With online dating becoming more and more commonplace, and with my love life being completely non-existent for the past 3 years or so, I decided to test the waters and join a dating app.

At first I was highly reluctant. I consider myself to be quite introverted and shy, and starting conversations with complete strangers has always been a challenge. In addition, being a young woman and exposing myself to an entire city full of single guys sounded not only intimidating, but also dangerous. Hundreds of questions crowded my mind: What if he just likes every girl he sees? What if he’s a stalker? Or a serial killer? Or both? But the most important question I asked myself:

“Am I ready for this?”

As someone who’s extremely introverted, online dating had never crossed my mind. If anything, I stigmatized it. The idea of just meeting someone through an app instead of meeting them in person seemed so foreign, and a little sketchy. When you meet in person it’s easier to notice details like how they carry themselves or how they act around you and others. Five photos are less don’t have the same effect. Not to mention that many apps are generally used for one night stands and casual flings.

Needless to say, it took a lot of time until I finally decided to take the chance. I had already asked some friends about their opinions on online dating, and most of them said that it doesn’t hurt to try. Awkwardness wouldn’t be a huge problem, especially when living in NYC where the likelihood of running into someone after a disaster date is slim to none. There also aren’t any great expectations of commitment since the other person is just a stranger.

Nevertheless, it IS an intimidating process. In the first 3 minutes of my online dating adventure I started freaking out and proceeded to swipe left for every single guy I saw, even the ones I was mildly attracted to. My newfound courage was immediately replaced with regret, and I kept telling myself that this was a mistake.

But then that regret was replaced by nerves and excitement as I started getting a few matches and even received a message, which led to a casual but pleasant conversation. Though my fears and concerns were not completely eradicated, I was at least calmer than before. And with some more time I became more comfortable with the idea of putting myself out there.

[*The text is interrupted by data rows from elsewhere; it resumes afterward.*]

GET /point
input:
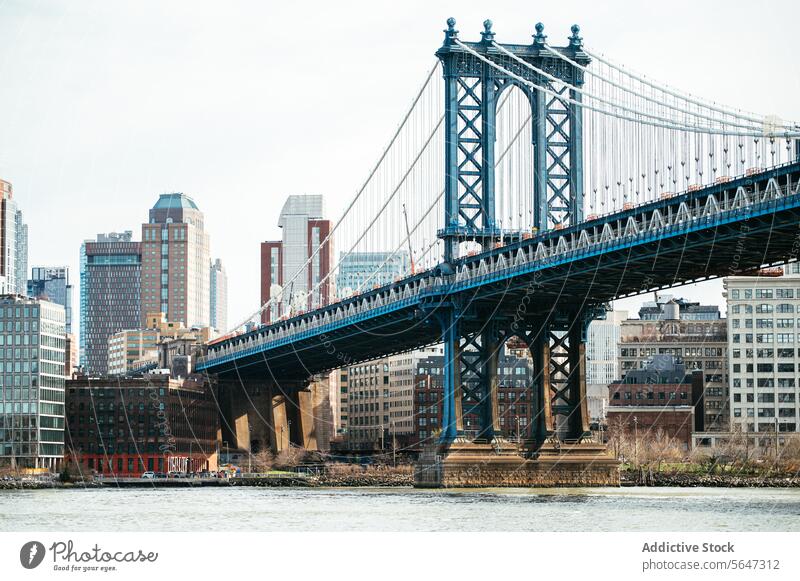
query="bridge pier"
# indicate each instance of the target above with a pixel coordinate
(559, 451)
(269, 414)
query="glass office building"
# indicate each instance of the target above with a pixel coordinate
(32, 346)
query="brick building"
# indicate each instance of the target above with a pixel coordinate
(123, 426)
(663, 396)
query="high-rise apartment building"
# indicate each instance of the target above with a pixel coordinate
(52, 283)
(175, 259)
(515, 377)
(364, 270)
(126, 236)
(110, 295)
(701, 343)
(13, 244)
(764, 344)
(602, 363)
(376, 398)
(32, 346)
(128, 349)
(218, 297)
(300, 262)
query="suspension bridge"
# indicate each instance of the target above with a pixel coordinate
(537, 183)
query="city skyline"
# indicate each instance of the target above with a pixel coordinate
(255, 168)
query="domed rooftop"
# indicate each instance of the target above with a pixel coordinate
(175, 200)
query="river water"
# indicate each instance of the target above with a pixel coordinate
(401, 509)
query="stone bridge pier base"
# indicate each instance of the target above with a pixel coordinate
(560, 449)
(258, 415)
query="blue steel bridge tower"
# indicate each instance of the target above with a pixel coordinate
(473, 333)
(472, 91)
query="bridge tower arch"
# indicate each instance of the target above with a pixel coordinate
(472, 91)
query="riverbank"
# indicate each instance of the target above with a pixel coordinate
(383, 477)
(694, 480)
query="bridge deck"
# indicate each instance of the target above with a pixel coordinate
(719, 230)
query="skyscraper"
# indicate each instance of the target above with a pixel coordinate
(52, 284)
(32, 412)
(284, 262)
(175, 259)
(218, 297)
(13, 244)
(111, 297)
(126, 236)
(363, 270)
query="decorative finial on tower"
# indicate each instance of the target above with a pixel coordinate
(539, 38)
(450, 34)
(487, 34)
(575, 41)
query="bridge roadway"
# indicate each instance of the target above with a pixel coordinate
(719, 230)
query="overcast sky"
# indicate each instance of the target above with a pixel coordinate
(105, 105)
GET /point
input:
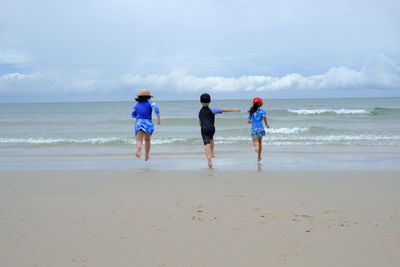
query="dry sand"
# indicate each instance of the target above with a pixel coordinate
(202, 218)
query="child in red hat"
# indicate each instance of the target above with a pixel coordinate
(256, 118)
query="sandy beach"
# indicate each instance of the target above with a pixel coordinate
(199, 218)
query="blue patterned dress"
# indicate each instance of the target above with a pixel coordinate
(142, 112)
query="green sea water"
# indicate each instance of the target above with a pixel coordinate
(105, 129)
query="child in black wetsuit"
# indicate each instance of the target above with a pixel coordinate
(206, 120)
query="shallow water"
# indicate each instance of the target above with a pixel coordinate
(51, 133)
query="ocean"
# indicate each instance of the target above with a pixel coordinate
(349, 133)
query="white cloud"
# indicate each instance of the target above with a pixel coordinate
(378, 72)
(12, 57)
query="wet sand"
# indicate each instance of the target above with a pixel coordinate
(199, 218)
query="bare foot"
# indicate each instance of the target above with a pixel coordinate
(209, 162)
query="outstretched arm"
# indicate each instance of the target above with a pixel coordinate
(157, 111)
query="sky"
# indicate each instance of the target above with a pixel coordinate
(100, 50)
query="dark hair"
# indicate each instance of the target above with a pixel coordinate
(142, 98)
(205, 98)
(254, 108)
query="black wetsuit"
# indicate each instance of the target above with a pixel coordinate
(207, 118)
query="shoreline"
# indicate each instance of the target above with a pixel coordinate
(314, 160)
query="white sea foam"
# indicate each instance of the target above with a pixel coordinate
(322, 111)
(92, 141)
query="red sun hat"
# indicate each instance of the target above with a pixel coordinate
(258, 101)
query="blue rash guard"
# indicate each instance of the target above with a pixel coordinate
(142, 111)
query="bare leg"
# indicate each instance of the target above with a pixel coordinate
(147, 145)
(212, 148)
(207, 151)
(139, 143)
(259, 148)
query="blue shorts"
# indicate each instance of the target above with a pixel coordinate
(144, 125)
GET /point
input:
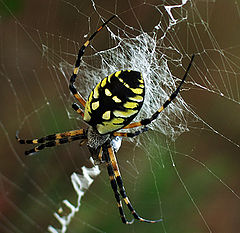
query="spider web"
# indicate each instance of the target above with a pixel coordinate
(184, 169)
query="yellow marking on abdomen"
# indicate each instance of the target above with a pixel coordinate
(124, 114)
(137, 98)
(106, 115)
(116, 99)
(137, 90)
(117, 120)
(95, 105)
(130, 105)
(107, 92)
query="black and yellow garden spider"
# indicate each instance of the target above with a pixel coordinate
(111, 106)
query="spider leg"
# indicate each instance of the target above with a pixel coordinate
(53, 140)
(114, 185)
(77, 108)
(171, 98)
(130, 135)
(72, 87)
(115, 175)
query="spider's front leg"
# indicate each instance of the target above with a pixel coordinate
(116, 182)
(53, 140)
(72, 87)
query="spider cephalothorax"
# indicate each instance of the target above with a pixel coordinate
(111, 106)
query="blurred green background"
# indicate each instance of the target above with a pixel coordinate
(199, 194)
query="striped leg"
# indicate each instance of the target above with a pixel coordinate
(72, 87)
(53, 140)
(117, 177)
(171, 98)
(114, 185)
(130, 135)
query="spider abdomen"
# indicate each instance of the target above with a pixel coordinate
(115, 101)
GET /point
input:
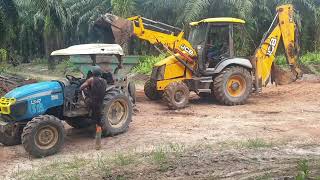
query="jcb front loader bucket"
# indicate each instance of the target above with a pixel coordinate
(122, 29)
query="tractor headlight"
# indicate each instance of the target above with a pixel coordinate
(158, 72)
(19, 109)
(5, 105)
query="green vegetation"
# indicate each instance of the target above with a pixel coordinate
(117, 165)
(31, 29)
(146, 63)
(306, 59)
(304, 170)
(309, 61)
(254, 143)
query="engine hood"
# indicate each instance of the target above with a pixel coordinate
(31, 91)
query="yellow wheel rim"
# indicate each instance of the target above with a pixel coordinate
(236, 86)
(47, 137)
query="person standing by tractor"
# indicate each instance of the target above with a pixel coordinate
(96, 87)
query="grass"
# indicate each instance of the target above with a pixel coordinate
(160, 159)
(124, 159)
(311, 61)
(118, 165)
(55, 170)
(255, 143)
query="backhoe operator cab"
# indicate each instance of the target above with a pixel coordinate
(211, 69)
(213, 40)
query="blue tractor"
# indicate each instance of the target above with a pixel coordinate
(33, 114)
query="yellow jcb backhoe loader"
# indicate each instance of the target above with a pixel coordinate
(206, 62)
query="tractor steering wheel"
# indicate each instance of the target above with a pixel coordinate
(72, 79)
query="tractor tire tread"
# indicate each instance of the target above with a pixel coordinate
(169, 92)
(28, 134)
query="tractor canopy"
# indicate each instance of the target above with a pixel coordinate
(90, 49)
(108, 57)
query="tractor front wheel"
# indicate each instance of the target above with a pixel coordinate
(176, 95)
(117, 113)
(150, 90)
(43, 136)
(233, 86)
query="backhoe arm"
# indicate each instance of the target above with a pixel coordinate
(160, 33)
(282, 28)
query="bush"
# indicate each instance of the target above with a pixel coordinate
(146, 64)
(306, 59)
(3, 55)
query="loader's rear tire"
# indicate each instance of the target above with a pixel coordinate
(150, 90)
(117, 113)
(233, 86)
(176, 95)
(11, 138)
(79, 123)
(43, 136)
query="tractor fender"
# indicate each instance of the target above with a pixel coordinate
(234, 61)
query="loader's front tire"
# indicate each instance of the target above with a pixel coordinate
(150, 90)
(43, 136)
(117, 113)
(176, 95)
(233, 86)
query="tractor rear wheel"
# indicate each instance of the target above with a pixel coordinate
(117, 113)
(176, 95)
(233, 86)
(11, 138)
(150, 90)
(43, 136)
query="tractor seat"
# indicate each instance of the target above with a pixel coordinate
(108, 77)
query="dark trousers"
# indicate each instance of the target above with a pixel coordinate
(96, 116)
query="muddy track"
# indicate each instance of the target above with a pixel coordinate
(286, 116)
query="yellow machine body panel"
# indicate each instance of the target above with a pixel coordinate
(284, 28)
(174, 71)
(173, 42)
(265, 56)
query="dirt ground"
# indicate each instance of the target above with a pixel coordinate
(288, 117)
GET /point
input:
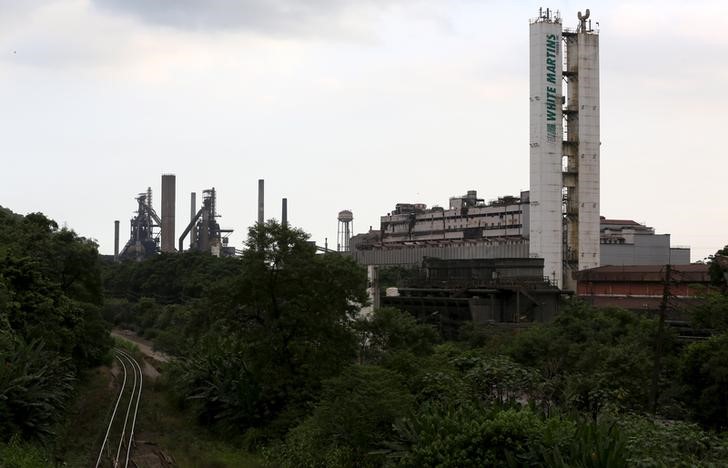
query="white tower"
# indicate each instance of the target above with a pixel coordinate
(546, 226)
(564, 207)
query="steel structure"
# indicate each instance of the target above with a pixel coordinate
(143, 236)
(204, 230)
(345, 227)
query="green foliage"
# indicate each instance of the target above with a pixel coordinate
(704, 373)
(356, 412)
(389, 330)
(592, 444)
(592, 358)
(214, 379)
(19, 454)
(652, 442)
(50, 323)
(464, 436)
(35, 385)
(287, 322)
(711, 311)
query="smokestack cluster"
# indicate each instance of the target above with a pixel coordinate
(261, 201)
(168, 206)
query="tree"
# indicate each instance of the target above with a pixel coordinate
(704, 372)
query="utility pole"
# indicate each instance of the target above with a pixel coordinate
(666, 293)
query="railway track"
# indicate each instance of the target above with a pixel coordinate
(116, 446)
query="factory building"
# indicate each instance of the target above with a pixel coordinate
(151, 234)
(472, 228)
(504, 290)
(564, 146)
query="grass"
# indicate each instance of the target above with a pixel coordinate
(176, 434)
(180, 437)
(79, 437)
(126, 345)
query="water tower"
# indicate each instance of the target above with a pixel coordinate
(346, 224)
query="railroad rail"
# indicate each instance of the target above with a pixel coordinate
(119, 437)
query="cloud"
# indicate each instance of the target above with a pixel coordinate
(279, 17)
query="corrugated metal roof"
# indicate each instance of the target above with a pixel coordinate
(620, 221)
(696, 272)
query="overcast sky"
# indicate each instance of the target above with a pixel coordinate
(346, 104)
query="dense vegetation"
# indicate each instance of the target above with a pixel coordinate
(50, 323)
(272, 352)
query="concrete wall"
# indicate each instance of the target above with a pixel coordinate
(588, 153)
(413, 255)
(646, 250)
(546, 141)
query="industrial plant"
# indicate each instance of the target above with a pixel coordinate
(150, 234)
(505, 259)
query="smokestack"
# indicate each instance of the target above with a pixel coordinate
(116, 241)
(261, 201)
(284, 212)
(168, 205)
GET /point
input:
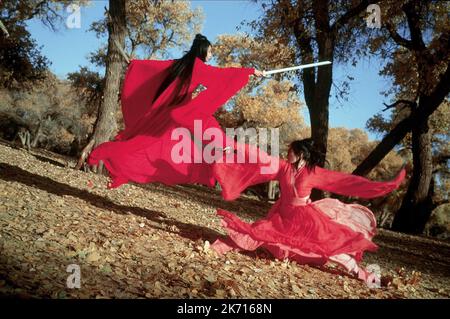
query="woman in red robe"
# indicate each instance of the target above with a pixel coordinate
(157, 98)
(316, 232)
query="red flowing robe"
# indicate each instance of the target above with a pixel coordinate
(295, 227)
(142, 151)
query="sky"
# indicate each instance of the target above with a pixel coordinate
(68, 49)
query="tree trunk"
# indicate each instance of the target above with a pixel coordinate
(106, 122)
(427, 105)
(417, 204)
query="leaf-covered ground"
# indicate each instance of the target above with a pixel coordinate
(151, 241)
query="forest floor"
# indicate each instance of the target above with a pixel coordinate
(152, 241)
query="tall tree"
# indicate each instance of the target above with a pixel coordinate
(428, 54)
(151, 28)
(106, 123)
(318, 31)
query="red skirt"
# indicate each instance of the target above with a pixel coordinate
(308, 234)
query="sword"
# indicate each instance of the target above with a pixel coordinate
(293, 68)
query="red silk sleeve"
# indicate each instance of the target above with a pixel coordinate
(235, 177)
(221, 84)
(353, 185)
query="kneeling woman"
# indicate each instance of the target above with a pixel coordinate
(308, 232)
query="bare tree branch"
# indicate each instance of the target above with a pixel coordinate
(411, 104)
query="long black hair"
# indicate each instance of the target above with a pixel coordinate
(183, 67)
(305, 150)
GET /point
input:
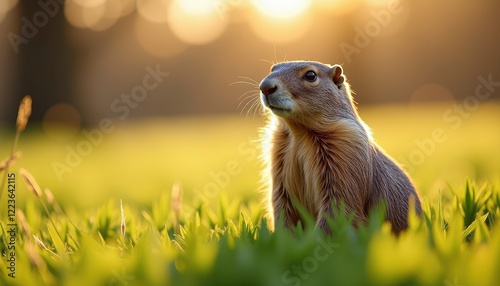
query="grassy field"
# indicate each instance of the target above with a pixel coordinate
(176, 202)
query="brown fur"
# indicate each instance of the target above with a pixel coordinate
(320, 152)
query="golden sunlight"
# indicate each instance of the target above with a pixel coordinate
(275, 30)
(195, 24)
(157, 39)
(337, 7)
(282, 8)
(153, 10)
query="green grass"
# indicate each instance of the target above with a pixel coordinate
(221, 236)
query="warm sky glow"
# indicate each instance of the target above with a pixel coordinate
(282, 8)
(195, 25)
(157, 38)
(153, 10)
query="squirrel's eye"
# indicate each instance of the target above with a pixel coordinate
(310, 76)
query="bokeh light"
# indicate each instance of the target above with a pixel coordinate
(282, 8)
(157, 39)
(195, 23)
(153, 10)
(61, 122)
(337, 7)
(97, 15)
(277, 31)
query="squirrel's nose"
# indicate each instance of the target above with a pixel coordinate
(268, 86)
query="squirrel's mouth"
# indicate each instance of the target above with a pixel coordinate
(278, 106)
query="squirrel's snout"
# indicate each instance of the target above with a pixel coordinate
(268, 86)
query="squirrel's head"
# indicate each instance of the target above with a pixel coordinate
(302, 91)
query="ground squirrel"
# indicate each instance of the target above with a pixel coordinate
(319, 152)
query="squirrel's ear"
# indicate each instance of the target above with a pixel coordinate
(338, 76)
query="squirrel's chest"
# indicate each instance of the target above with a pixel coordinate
(301, 178)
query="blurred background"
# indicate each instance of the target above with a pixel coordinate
(86, 53)
(412, 64)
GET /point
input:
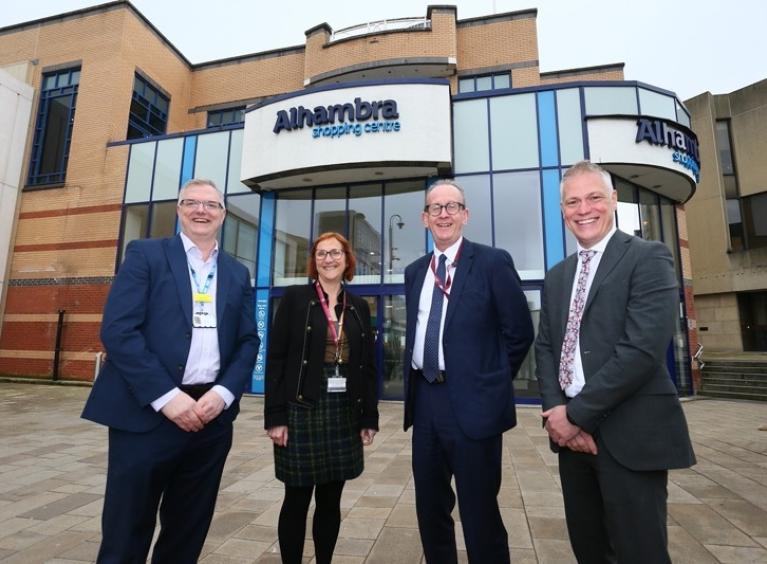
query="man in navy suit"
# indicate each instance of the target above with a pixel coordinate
(468, 331)
(610, 407)
(181, 344)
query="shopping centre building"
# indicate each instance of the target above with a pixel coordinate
(343, 133)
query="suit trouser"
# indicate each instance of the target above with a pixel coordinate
(184, 469)
(614, 514)
(440, 451)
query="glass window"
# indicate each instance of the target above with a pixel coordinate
(466, 85)
(649, 214)
(657, 105)
(470, 140)
(514, 132)
(329, 211)
(406, 236)
(682, 116)
(291, 237)
(570, 125)
(608, 100)
(518, 222)
(148, 110)
(241, 229)
(210, 159)
(139, 184)
(135, 223)
(233, 184)
(163, 219)
(229, 116)
(53, 130)
(167, 171)
(480, 226)
(394, 319)
(365, 233)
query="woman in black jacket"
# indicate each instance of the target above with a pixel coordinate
(320, 401)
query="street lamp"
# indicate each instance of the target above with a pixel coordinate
(400, 225)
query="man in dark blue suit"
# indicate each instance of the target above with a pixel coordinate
(468, 331)
(181, 344)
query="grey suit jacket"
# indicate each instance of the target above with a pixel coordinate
(629, 401)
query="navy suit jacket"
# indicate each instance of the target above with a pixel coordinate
(147, 332)
(486, 336)
(628, 400)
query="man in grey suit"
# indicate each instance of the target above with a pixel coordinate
(609, 405)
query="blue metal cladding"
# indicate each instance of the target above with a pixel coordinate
(547, 129)
(552, 218)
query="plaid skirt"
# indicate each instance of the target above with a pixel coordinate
(324, 443)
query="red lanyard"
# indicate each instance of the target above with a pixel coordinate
(445, 286)
(336, 335)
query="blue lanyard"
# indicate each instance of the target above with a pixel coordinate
(208, 280)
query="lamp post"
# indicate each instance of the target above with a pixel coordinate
(400, 225)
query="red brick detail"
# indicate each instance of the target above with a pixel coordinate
(83, 298)
(107, 243)
(71, 211)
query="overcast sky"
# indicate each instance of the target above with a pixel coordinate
(687, 46)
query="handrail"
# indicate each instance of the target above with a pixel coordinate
(380, 26)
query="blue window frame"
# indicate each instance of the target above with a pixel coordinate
(228, 116)
(484, 82)
(148, 111)
(53, 131)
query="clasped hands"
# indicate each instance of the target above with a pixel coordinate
(191, 415)
(565, 434)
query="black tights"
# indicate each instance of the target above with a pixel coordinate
(327, 520)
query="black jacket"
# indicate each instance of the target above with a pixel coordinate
(296, 356)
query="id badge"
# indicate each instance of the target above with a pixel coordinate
(336, 385)
(203, 320)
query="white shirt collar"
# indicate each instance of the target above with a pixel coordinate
(450, 252)
(600, 247)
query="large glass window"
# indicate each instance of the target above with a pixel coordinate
(365, 233)
(514, 132)
(148, 110)
(518, 222)
(610, 100)
(477, 191)
(240, 232)
(570, 126)
(470, 136)
(405, 239)
(53, 130)
(291, 237)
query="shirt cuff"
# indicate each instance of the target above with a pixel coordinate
(225, 394)
(163, 400)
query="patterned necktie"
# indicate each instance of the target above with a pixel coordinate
(567, 360)
(431, 340)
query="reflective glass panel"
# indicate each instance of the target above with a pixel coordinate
(291, 237)
(167, 171)
(365, 233)
(210, 160)
(518, 222)
(607, 100)
(139, 183)
(514, 131)
(470, 142)
(405, 238)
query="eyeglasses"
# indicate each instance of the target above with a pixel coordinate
(209, 205)
(435, 210)
(332, 253)
(592, 200)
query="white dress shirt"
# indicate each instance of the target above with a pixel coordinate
(578, 379)
(424, 305)
(204, 360)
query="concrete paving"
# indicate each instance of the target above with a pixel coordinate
(52, 467)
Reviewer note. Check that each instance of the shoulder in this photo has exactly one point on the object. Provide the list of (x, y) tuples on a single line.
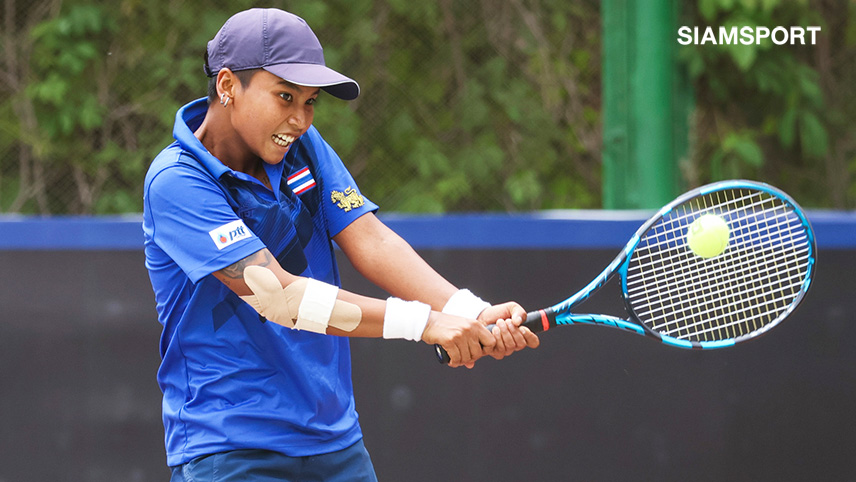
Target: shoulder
[(174, 165)]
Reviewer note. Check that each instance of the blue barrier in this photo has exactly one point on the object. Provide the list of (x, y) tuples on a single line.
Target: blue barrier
[(572, 229)]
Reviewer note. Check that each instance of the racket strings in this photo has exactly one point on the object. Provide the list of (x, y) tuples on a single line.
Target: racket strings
[(741, 291)]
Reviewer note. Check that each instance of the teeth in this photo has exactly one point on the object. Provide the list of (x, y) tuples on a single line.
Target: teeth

I can’t say that I’m 100% comfortable with dating apps, as it is still a very new experience for me. However, I can say that my initial perceptions of it have changed. Instead of seeing them as tools that simply feed our hookup culture and kill “true love,” I try to view them as love adapting into our era. Some may want one night of intimacy while others may want a long-term relationship. No matter what it is users may want, these apps provide them opportunities for companionship and maybe even “finding the one.” Like anything it’s mostly what you make of it. So if you have been thinking about trying out a dating app but are uncertain, all I can say is be safe about it, but don’t be afraid to take the chance.